Há histórias que nascem da terra seca, do vento que arranha o rosto, das lembranças que insistem em voltar mesmo depois de décadas de silêncio. Esta é uma delas — não sobre a caatinga em si, mas sobre o que ela faz com quem a carrega por dentro.
A narradora caminha pelos caminhos brancos de Tubatinga como quem revisita um território íntimo, feito de areia, de saudade e de culpas antigas. Ali, entre seriguela e Vaza Barris, ela guarda uma lembrança que jamais encontrou repouso: o encontro com uma das filhas de seu Lindauro — uma menina de tranças, flores no cabelo e uma doçura que escondia tensões que ninguém ousava nomear.
O que poderia ter sido apenas um afeto clandestino se transforma em algo mais profundo: uma fissura no tempo, um ponto de fratura onde desejo, medo e silêncio se tocam.
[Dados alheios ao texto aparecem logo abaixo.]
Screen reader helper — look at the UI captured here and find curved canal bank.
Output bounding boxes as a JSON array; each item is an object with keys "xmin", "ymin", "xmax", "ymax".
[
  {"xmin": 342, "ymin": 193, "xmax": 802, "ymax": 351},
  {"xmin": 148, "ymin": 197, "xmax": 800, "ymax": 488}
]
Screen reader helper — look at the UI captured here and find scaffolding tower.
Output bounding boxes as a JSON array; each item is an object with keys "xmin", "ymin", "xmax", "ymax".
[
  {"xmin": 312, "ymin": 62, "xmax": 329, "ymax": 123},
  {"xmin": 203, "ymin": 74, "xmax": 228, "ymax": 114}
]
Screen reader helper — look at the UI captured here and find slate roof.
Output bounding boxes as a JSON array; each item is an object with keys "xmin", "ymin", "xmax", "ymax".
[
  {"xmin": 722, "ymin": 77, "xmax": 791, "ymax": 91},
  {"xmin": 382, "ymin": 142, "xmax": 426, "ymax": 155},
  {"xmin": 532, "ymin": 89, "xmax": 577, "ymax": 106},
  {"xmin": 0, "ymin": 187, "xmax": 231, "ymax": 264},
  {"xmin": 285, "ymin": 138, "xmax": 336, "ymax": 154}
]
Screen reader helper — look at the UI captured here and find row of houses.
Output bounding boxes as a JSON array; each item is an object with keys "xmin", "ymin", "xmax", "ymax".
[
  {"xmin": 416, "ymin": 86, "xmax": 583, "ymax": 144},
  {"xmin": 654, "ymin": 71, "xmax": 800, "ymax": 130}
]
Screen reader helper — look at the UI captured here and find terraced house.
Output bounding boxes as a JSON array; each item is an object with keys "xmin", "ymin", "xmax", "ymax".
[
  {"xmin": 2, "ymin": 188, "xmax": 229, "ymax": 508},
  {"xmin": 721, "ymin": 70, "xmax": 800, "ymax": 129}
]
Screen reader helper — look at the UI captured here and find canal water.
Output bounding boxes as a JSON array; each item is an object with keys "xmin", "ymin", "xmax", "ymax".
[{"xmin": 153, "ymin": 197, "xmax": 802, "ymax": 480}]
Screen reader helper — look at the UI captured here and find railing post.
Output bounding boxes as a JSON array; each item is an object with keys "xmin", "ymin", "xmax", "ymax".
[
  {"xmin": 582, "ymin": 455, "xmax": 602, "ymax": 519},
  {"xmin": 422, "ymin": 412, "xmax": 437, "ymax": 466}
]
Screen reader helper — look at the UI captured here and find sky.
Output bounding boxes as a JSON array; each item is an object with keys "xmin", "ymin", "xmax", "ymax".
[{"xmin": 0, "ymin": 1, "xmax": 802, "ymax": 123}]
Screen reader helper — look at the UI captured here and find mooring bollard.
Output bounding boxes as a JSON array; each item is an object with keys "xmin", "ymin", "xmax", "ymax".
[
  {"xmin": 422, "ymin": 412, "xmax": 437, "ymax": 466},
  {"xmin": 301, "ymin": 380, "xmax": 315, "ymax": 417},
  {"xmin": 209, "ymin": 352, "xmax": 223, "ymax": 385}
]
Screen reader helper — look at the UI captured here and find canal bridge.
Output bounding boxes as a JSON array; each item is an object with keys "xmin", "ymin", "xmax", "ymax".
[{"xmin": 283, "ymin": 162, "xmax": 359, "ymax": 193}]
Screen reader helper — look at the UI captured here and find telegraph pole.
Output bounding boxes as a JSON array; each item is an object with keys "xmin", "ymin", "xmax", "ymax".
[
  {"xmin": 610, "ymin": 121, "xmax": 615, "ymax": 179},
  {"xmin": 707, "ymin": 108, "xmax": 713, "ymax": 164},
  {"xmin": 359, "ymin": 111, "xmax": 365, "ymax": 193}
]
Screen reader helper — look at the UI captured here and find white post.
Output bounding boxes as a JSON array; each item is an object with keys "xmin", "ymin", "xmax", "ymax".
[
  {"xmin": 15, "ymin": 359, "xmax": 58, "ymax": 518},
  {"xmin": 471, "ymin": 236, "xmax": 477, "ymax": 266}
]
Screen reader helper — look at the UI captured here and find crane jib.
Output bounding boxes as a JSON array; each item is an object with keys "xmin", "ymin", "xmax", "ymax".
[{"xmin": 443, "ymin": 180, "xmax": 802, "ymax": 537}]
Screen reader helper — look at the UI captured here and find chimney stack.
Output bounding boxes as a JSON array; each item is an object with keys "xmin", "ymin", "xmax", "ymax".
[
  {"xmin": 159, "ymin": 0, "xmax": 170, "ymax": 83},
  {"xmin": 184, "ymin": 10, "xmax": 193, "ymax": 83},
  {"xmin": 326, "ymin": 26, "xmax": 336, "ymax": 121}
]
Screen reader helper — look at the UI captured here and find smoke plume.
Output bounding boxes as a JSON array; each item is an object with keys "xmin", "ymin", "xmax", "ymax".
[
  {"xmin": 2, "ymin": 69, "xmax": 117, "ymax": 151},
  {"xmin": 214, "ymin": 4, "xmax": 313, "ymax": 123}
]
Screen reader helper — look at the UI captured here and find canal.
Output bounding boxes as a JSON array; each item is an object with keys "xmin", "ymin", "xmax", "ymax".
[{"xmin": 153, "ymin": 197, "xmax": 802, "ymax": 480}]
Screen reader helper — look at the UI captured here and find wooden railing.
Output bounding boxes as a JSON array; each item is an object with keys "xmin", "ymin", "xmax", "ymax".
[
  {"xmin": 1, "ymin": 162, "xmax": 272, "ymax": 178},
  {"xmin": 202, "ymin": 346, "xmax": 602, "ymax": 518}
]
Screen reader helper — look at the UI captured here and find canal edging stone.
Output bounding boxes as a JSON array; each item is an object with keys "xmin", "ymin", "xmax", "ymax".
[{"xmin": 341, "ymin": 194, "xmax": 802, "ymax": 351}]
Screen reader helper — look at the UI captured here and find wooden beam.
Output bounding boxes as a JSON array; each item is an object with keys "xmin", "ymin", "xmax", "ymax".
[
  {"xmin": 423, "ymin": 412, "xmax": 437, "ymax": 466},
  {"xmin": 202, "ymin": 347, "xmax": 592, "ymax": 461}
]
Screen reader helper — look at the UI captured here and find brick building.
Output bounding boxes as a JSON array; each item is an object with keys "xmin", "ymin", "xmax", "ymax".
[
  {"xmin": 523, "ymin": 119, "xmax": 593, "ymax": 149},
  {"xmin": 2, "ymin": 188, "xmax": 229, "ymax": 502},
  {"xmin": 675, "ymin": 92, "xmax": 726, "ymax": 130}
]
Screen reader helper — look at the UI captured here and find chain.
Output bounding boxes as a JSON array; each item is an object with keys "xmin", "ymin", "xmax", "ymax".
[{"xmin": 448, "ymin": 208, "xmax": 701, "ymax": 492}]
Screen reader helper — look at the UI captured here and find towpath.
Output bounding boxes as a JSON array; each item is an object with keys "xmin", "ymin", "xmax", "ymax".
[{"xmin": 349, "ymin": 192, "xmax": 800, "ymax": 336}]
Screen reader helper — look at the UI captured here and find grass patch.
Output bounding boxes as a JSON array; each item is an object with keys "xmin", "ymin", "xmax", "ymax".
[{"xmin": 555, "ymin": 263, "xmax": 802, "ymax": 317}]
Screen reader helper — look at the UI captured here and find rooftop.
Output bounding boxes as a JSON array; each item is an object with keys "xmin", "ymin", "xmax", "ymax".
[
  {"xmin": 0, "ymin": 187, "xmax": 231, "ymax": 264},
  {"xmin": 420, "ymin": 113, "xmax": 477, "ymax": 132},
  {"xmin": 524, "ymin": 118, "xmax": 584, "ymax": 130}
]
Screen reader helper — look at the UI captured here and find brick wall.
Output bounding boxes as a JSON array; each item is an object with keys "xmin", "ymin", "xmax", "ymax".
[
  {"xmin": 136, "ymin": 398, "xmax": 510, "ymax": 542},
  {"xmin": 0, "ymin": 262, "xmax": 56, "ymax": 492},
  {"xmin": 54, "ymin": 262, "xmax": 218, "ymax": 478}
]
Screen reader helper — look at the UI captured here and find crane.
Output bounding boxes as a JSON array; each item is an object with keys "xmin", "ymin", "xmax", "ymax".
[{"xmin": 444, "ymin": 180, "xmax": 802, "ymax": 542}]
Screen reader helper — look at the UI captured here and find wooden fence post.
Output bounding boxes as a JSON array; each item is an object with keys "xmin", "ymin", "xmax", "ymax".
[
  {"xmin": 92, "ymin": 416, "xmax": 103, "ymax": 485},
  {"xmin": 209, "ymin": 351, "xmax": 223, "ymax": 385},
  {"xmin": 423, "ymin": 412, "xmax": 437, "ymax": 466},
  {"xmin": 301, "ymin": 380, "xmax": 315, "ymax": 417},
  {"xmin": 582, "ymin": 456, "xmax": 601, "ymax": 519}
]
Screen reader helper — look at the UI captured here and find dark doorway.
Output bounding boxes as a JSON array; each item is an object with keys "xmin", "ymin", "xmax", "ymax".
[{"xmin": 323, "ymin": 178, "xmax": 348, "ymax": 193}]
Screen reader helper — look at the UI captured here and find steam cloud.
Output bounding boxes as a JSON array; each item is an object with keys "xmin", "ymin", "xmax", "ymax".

E, quando uma tragédia desfaz o mundo como ela o conhecia, tudo se mistura — a dor, a vergonha, a culpa, a areia que massageia os pés como se tentasse apagar rastros humanos.
Quarenta anos depois, voltar à Tubatinga não é retornar ao passado, mas ao lugar onde a narradora se perdeu de si mesma. A caatinga, testemunha muda, parece lembrar de tudo: dos passos, dos segredos, dos nomes que o tempo tentou enterrar.
Neste conto, o terror não vem de assombrações.
Ele nasce da memória — dessa que nunca morre, mesmo quando a gente passa a vida inteira tentando enterrá-la sob a areia branca da serra.